After much discussion, in 2016 element 118 became the second-ever element to be named after a living scientist—and it just so happened to be named after Yuri T. Oganessian, who is now the scientific leader of the same Dubna lab that co-discovered seaborgium. The other three new elements also followed conventional naming standards: Moscovium (element 115) and tennessine (element 117) honor their respective regions where important research was conducted, and nihonium (element 113) is one way to say “Japan” in Japanese, and is the first element in history to be discovered in and named after an Asian country.
“International unions have to serve all the world for understandable names and principles, and the same goes for element names,” says Jan Reedijk, a retired professor of chemistry, and past president of the IUPAC division that dealt with naming. “The IUPAC community could overlook something…. it could be that some of these names have a bad meaning in a different language, for instance.”
Oganesson, moscovium, tennessine, and nihonium completed the 7th row of the periodic table. But are there any more elements to find? Probably.
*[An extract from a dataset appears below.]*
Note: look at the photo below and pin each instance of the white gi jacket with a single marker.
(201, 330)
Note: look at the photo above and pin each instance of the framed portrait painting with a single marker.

And Reedijk says discovering new ones is in the hands of physicists and chemists.
“The physicists have to have the equipment, and they make new elements by bombarding the certain specific isotope of one element on the surface of another element,” he says. “These isotopes that they bombard with are quite often highly unstable and need to be purified. And the purification of these bombarding particles has to be done, has always been done, and will always be done by chemists and chemical separations.”
And as for naming those future elements, Reedijk suggests keeping a database of the names proposed by the public. In the future, one just might fit.